1) Profits and loss accounts
2) Balance sheet
3) Cashflow statements
What is a profits and loss account?
Demonstrates the sales, running costs and profits/ loss over a financial period.
What is the purpose of a profits and loss account?
1) Helps to identify non-profitable work
2) Compare your P&L against past performance/ forecast future performance
3) Helps with budgeting
4) Helps with calculating taxation
5) Helps to compare against competitors.
What is a balance sheet?
It demonstrates the value of a business and shows the value of everything they own (i.e. assets and liabilities).
What are the differences between P&L and Balance sheets
P&L = Income and expenditures of a company and the resulting profit or loss.
Balance sheets = Shows company assets (what it owns) and its liabilities (what it owes).
What is a cashflow statement?
A summary of actual or anticipated ingoing’s & outgoings of cash in a firm over an accounting period.
Helps to measure short term liability of firm to pay off its bills.
What is insolvency?
Inability to pay debts, where liabilities exceed assets.
What are sinking funds?
Funds set aside for future expense or long-term debt.

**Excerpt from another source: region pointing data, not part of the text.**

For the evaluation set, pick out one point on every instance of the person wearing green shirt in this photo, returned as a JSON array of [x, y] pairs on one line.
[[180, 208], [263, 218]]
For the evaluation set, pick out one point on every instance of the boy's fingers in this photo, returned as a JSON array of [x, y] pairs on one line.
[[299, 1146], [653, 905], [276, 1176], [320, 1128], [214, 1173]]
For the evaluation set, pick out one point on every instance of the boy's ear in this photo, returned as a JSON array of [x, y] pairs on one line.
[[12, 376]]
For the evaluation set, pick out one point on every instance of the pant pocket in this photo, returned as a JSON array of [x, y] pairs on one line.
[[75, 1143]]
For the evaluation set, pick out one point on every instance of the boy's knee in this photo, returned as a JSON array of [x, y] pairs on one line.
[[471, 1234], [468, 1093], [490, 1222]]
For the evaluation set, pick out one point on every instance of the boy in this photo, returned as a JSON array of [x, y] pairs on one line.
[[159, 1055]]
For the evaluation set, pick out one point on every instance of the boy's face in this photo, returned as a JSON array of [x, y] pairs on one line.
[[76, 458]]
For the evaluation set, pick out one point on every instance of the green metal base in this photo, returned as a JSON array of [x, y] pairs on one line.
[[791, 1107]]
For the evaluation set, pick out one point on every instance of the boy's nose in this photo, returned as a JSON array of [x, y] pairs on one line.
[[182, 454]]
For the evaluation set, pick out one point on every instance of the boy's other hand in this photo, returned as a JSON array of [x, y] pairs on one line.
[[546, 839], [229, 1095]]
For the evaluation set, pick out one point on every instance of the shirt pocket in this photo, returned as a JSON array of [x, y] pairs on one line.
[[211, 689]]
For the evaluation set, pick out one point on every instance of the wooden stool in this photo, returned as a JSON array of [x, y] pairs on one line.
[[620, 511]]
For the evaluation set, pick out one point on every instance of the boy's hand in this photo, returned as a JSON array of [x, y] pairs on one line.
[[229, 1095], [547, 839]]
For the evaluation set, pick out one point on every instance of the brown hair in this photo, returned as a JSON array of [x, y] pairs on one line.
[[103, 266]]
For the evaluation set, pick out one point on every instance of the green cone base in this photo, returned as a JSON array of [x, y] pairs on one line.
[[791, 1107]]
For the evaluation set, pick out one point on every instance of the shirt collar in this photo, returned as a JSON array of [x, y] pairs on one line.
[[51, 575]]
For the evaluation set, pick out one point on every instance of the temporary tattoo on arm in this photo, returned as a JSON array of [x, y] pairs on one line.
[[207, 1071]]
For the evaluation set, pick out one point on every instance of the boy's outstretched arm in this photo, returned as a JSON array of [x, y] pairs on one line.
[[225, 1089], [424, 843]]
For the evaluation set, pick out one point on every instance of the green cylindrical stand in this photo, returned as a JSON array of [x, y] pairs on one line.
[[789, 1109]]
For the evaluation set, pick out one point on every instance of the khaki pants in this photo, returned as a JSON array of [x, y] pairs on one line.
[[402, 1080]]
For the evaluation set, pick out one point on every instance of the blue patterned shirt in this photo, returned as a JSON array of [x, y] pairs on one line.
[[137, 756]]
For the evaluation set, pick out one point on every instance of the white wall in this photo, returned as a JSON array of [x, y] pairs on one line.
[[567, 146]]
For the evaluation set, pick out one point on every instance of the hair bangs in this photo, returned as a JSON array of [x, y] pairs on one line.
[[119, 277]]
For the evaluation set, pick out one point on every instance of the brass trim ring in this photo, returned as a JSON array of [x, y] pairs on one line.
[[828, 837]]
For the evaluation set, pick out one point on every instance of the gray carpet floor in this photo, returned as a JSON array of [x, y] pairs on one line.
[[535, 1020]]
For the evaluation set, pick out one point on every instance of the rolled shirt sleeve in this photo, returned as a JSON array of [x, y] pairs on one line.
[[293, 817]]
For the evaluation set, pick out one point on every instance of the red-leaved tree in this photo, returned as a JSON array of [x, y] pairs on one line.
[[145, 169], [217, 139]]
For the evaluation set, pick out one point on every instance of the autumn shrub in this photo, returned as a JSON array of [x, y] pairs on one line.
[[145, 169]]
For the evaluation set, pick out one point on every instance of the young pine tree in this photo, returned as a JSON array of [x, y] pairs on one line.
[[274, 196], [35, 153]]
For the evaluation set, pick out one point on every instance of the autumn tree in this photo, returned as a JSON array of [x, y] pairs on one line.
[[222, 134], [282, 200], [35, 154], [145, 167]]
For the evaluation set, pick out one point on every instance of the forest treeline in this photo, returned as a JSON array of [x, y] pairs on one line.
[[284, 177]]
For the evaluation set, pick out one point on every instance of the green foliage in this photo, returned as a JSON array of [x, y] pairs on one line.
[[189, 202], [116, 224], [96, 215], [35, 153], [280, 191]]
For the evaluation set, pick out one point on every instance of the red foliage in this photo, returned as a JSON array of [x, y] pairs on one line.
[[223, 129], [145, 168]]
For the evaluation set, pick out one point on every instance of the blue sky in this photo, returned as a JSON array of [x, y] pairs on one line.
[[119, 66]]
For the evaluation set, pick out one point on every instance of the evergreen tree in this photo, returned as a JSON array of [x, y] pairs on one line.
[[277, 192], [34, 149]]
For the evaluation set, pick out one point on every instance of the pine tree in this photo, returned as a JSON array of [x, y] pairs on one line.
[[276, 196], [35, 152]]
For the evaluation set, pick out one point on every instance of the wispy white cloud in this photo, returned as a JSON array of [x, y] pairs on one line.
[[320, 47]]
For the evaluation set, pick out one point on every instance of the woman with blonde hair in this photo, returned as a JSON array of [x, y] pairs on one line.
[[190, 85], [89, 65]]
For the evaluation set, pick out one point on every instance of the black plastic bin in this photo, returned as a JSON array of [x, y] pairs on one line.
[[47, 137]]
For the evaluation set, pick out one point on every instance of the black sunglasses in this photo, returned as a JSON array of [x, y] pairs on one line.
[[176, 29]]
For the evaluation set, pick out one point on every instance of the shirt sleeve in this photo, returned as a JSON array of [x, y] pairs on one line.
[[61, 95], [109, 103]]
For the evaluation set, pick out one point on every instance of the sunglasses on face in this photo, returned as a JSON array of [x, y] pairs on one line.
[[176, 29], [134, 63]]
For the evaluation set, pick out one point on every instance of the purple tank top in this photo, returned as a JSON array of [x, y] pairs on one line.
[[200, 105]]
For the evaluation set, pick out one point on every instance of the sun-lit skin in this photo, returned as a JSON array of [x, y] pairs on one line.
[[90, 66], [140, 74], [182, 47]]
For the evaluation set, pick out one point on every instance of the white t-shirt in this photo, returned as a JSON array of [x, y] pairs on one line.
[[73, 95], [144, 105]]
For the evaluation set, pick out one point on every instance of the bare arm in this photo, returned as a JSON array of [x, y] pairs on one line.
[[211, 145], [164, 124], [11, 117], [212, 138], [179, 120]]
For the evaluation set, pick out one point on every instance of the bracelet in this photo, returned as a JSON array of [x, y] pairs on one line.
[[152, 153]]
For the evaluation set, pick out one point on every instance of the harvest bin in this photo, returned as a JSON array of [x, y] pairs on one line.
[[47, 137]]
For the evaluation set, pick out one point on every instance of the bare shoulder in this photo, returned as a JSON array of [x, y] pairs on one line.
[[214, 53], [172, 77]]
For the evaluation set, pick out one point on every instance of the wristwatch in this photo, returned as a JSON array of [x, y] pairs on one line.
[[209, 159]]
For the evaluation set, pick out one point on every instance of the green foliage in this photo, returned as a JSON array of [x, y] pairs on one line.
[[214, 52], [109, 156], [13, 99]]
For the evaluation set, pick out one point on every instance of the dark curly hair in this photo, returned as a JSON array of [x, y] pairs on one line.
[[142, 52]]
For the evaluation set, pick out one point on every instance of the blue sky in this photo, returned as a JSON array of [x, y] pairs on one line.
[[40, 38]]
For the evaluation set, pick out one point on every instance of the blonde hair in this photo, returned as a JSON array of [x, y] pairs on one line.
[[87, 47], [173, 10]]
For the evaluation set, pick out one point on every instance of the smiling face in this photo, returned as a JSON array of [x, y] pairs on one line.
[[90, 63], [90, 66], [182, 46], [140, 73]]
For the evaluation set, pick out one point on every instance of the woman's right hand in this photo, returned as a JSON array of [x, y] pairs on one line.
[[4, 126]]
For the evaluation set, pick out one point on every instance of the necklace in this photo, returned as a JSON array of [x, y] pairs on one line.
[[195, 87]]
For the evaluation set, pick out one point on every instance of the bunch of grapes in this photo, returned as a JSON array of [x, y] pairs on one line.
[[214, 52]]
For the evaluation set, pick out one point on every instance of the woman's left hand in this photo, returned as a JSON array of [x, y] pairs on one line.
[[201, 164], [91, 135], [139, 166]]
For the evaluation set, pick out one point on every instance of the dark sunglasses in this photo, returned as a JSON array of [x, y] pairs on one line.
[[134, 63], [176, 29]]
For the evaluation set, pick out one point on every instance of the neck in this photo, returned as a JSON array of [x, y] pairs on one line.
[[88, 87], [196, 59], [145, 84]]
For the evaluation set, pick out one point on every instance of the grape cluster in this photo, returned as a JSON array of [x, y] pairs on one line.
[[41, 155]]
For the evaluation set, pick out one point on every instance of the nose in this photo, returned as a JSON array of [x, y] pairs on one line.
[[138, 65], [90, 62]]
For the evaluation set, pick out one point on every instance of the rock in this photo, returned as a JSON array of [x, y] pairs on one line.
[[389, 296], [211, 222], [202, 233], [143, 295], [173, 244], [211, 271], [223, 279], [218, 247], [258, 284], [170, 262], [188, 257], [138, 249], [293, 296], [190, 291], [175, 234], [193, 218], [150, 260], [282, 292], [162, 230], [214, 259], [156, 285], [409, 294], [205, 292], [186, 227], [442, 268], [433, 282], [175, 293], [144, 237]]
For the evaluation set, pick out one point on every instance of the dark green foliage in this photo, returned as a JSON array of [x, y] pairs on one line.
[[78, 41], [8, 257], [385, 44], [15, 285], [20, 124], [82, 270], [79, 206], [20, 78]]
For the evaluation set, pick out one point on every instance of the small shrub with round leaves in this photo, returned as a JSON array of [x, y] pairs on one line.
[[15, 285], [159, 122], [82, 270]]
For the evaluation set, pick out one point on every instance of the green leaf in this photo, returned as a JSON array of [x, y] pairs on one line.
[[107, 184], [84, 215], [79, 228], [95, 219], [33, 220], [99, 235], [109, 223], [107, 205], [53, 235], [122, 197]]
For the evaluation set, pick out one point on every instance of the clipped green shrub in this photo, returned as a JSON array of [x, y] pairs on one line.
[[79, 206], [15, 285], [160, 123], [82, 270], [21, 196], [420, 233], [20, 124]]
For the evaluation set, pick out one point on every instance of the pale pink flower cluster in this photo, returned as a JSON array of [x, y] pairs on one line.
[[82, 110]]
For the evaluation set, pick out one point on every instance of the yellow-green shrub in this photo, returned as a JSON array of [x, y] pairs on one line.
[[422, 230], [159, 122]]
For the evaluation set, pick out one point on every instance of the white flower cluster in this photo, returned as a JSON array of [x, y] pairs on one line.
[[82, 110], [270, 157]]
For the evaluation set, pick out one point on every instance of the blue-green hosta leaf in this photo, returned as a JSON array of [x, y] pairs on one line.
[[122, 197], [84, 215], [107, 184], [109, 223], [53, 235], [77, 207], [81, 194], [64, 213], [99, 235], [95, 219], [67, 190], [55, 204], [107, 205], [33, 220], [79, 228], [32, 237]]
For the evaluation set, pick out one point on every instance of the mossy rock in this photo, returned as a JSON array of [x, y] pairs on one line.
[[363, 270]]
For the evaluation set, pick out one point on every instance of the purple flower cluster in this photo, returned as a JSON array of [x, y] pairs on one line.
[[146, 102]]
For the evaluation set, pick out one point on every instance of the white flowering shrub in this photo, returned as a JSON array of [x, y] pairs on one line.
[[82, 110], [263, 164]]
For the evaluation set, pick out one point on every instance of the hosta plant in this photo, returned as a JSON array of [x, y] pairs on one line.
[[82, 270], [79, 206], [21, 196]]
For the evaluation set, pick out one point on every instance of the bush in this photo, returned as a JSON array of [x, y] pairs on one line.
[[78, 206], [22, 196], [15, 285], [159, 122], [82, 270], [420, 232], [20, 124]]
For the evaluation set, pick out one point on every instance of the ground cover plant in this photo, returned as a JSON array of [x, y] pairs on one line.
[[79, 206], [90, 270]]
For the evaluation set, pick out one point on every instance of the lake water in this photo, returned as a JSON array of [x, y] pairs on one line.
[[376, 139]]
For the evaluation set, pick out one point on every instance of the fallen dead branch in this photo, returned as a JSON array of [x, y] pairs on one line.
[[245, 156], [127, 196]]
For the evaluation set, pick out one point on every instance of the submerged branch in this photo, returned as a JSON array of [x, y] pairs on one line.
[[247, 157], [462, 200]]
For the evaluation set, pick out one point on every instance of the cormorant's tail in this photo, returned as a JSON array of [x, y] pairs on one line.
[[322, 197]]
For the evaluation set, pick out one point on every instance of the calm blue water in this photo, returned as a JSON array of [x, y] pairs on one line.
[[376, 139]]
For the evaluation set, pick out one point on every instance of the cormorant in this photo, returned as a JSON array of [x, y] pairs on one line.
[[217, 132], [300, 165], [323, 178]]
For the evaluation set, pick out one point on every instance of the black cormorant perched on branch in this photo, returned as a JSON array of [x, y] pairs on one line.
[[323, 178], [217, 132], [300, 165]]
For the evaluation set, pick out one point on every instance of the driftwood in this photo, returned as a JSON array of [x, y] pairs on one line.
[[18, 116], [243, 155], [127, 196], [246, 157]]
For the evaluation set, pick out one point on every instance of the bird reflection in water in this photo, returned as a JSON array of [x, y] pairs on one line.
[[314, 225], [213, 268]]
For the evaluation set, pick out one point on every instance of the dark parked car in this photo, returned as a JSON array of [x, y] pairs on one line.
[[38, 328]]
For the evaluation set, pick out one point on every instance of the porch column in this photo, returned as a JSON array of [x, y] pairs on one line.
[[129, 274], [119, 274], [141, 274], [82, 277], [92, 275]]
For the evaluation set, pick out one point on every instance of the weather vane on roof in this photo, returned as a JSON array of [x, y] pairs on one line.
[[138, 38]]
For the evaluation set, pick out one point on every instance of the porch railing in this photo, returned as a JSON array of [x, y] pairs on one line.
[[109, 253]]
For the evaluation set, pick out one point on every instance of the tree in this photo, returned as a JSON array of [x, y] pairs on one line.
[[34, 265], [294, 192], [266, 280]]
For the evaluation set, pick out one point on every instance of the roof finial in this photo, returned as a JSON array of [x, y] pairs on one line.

What are Capital allowances?
Tax relief on certain items purchased for the business e.g. tools.
What is companies house?
Agency that incorporates and dissolves limited companies within the UK.
What are Financial Statements?
Forecast of income & expenditure, can help to identify shortfalls & surpluses.
What is the difference between Debtors Vs. Creditors?
Debtors = Business’ that owe money to another entity.
Creditors = Business’ owed money by another entity they have borrowed to.
What are Financial Gearing Ratios?
They measure financial structure of a company.
Good indicators for suppliers of dept. & equity, as well as internal managements.
Payment of interest = lower profit.
What are Liquidity Ratios?
Measure a companies ability to pay off liabilities by converting assets into case.
Calculation = Current assets / current liabilities.
- Ratio is usually 1.5
- A ratio of less than 0.75 = early indicator of insolvency.
What are Profitability Ratios?
Measure the performance of a company to generate profits.
Trading profit margin ratio calculation = Turnover - (cost of sales/ turn over)
- Low margins may be a growth strategy.